The key to the line will be getting more production from the guys who aren't Watson and Woodley. Watson, being a Ticonderoga-class defensive tackle (HT: TMQ), can only be effective for so many plays a game. Backup DTs Alan Branch and Will Johnson will see playing time early and often. Both are the sort of jumbo athletes who move too fast than anyone their size has a right to, Branch in particular. If they can effectively spell Watson and Massey for stretches at a time, there will be some pissed off interior linemen being eaten in fourth quarters all season long. Someone will have to function as an effective pass rusher opposite Woodley. There are a lot of options here: natural DEs Jeremy Van Alstyne and Tim Jamison plus DE/OLB hybrids Pierre Woods and Shawn Crable. Van Alstyne will probably start the season as the all-purpose DE but Jamison, Woods, and Crable will all get cracks at the quarterback in passing situations.
There is much depth. The players on the line should improve naturally by aging and were already quite good a year ago. If Stripling has a noticeable effect on the line, well, the sky is the limit and all that jazz.
Relative Confidence Level: High, but not amazingly so. Michigan's never been a team for explosive pass rush. Fighting a lot of history.
Is Chad Henne the new Tom Brady? Chad Henne must improve. Last year bad reads, occasional wild throws, and a problem putting proper touch on short balls prevented him from being an efficient, consistent quarterback. The Braylon Edwards long ball was a major feature of the UM passing game that will not return in 2005. Henne will be blessed with an abundance of targets, but with YAC specialist Steve Breaston, possesion receiver par excellence Jason Avant, two capable tight ends, and Michigan's historic reliance on the screen and flare, it will be on Henne's shoulders to lead an effective short passing game by making quick, accurate reads and placing balls where they can be caught without breaking stride. Sort of like that Brady dude in New England.

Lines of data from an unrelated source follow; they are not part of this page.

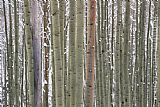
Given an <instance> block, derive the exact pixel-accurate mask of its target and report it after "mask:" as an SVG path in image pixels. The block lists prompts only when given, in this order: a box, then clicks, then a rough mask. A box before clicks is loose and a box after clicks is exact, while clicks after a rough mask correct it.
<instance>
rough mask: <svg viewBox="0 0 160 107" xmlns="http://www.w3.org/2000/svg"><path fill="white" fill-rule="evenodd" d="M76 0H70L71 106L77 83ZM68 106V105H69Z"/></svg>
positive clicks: (70, 89)
mask: <svg viewBox="0 0 160 107" xmlns="http://www.w3.org/2000/svg"><path fill="white" fill-rule="evenodd" d="M75 3H76V2H75V0H70V3H69V5H70V7H69V9H70V12H69V15H70V20H69V21H70V22H69V68H68V69H69V76H70V77H69V78H70V87H69V88H70V89H69V90H70V91H69V95H70V107H74V106H75V91H76V90H75V85H76V82H75V81H76V70H75V31H76V29H75V24H76V17H75V16H76V13H75V12H76V8H75V7H76V4H75ZM67 106H68V105H67Z"/></svg>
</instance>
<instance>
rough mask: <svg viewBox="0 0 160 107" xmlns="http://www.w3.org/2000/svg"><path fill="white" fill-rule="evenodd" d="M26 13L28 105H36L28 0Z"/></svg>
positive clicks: (27, 0) (33, 63)
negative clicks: (27, 73) (28, 81)
mask: <svg viewBox="0 0 160 107" xmlns="http://www.w3.org/2000/svg"><path fill="white" fill-rule="evenodd" d="M24 6H25V7H24V14H25V38H26V52H27V59H26V60H27V66H26V67H27V72H28V75H29V76H28V80H29V84H28V87H29V101H28V104H27V105H28V106H35V105H34V65H33V64H34V63H33V59H32V58H33V47H32V32H33V31H32V30H31V29H32V28H31V22H30V18H31V15H30V13H31V12H30V8H29V7H30V5H29V1H28V0H24Z"/></svg>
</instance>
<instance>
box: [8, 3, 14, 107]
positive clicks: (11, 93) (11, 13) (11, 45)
mask: <svg viewBox="0 0 160 107" xmlns="http://www.w3.org/2000/svg"><path fill="white" fill-rule="evenodd" d="M8 2H9V29H10V30H9V51H8V53H9V65H8V66H9V71H8V72H9V74H8V75H9V77H8V78H9V106H10V107H11V106H12V105H14V97H13V96H14V93H13V81H14V80H13V43H12V42H13V38H12V15H11V14H12V12H11V10H12V7H11V0H8Z"/></svg>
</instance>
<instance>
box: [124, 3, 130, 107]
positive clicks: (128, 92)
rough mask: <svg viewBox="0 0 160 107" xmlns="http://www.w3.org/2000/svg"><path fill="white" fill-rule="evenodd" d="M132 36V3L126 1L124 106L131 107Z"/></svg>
mask: <svg viewBox="0 0 160 107" xmlns="http://www.w3.org/2000/svg"><path fill="white" fill-rule="evenodd" d="M129 35H130V1H126V13H125V27H124V56H123V57H124V58H123V59H124V65H123V69H124V106H125V107H130V85H129V84H130V83H129V73H128V59H129V58H128V50H129V49H128V48H129V46H128V45H129V43H128V40H129Z"/></svg>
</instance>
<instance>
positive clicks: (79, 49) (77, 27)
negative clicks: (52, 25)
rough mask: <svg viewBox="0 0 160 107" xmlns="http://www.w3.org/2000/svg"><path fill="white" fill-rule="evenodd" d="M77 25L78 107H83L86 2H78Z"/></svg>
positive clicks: (76, 89)
mask: <svg viewBox="0 0 160 107" xmlns="http://www.w3.org/2000/svg"><path fill="white" fill-rule="evenodd" d="M76 9H77V12H76V17H77V25H76V39H75V40H76V42H75V43H76V46H75V53H76V55H75V59H76V61H75V63H76V90H75V91H76V93H75V99H76V105H75V106H76V107H82V106H83V102H82V95H83V93H82V90H83V70H84V66H83V65H84V50H83V46H84V44H83V41H84V36H83V34H84V0H81V1H80V0H78V1H77V8H76Z"/></svg>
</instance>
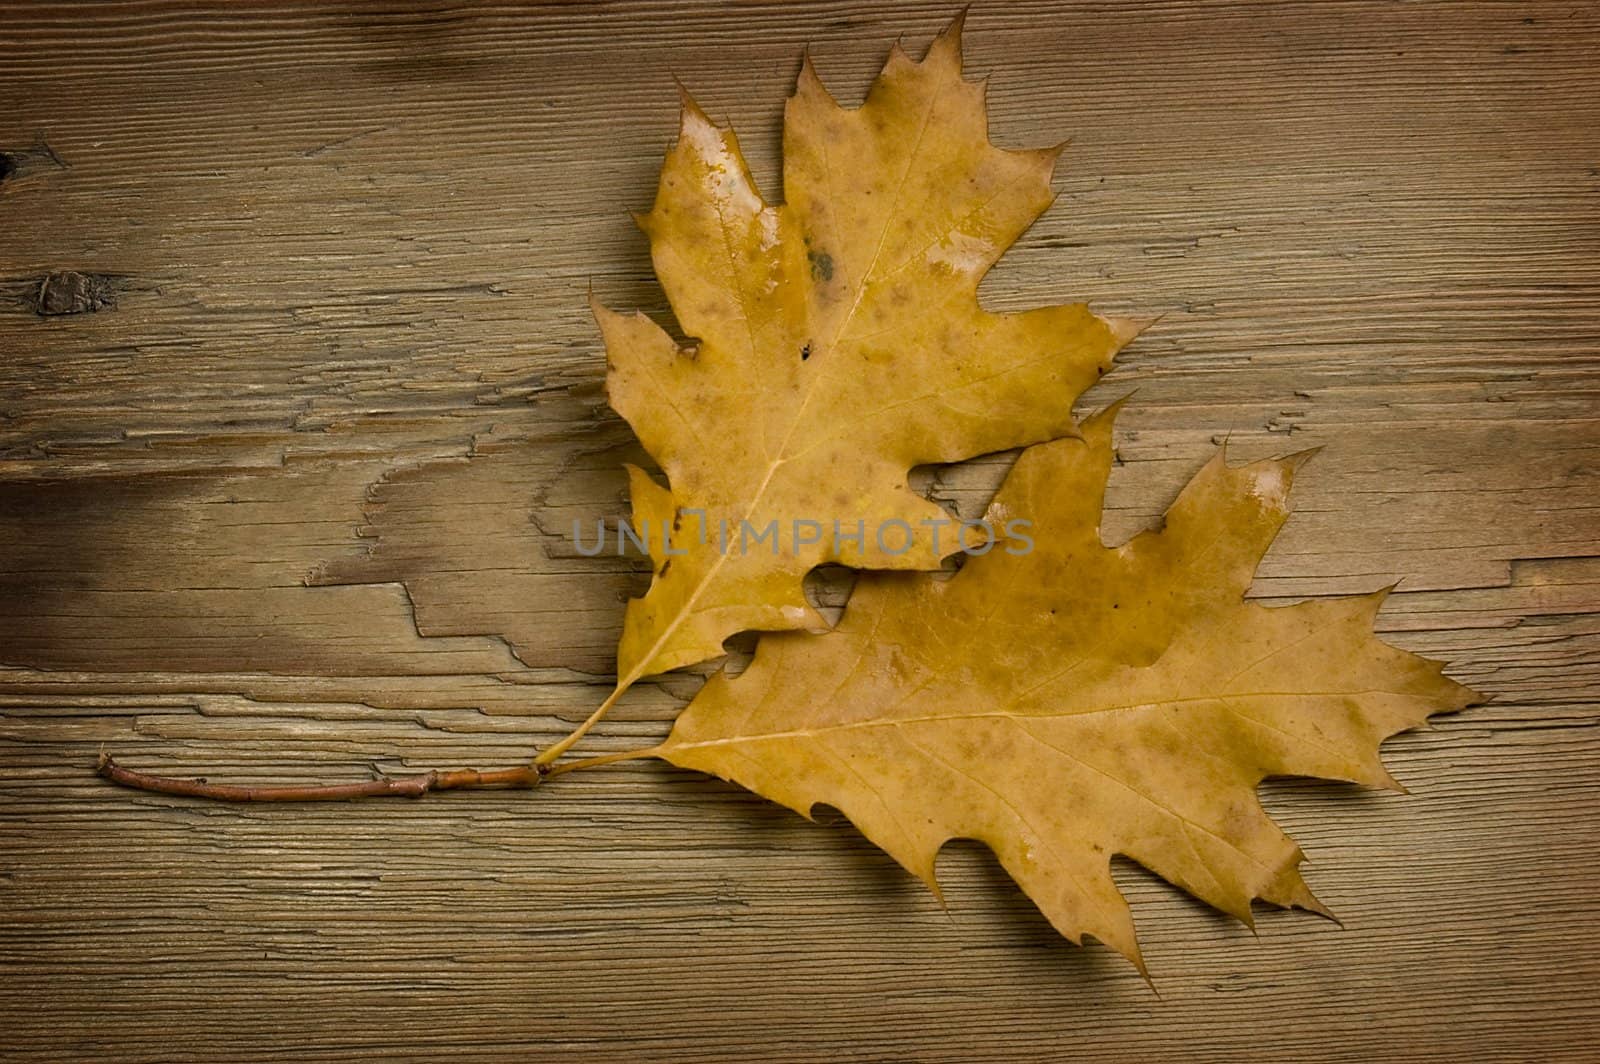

It's a lot for a true sophomore to absorb. But let's review: statistically most proficient freshman quarterback in Big Ten history. Only freshman quarterback to ever start Rose Bowl. In said game threw four touchdowns and no interceptions. A freshman year almost identical to the year fifth year senior John Navarre had in 2003 throwing to essentially the same set of receivers. And about that Navarre guy: He was bad as a sophomore. Frighteningly bad. Single-handedly-lose-the-OSU-game bad. A year later he was the whole Michigan offense against Ohio State. In the Shoe, against a 12-0 team with a great defense, Michigan's offense went:
- First down run, one yard gain.
- Second down run, no gain.
- Laser accurate pass from Navarre, first down.
- a year of experience
- knowledge of the whole playbook
- a whole slew of additional bowl practices and spring practices
- Scot Loeffler
- the return (or addition) of all this: Breaston, Breaston's explosiveness, Avant, Massaquoi, Ecker, Hart, Grady, Martin, Manningham, Dutch
- no Braylon
Relative Confidence Level: I see your Ron Powlus and raise you six Heismans.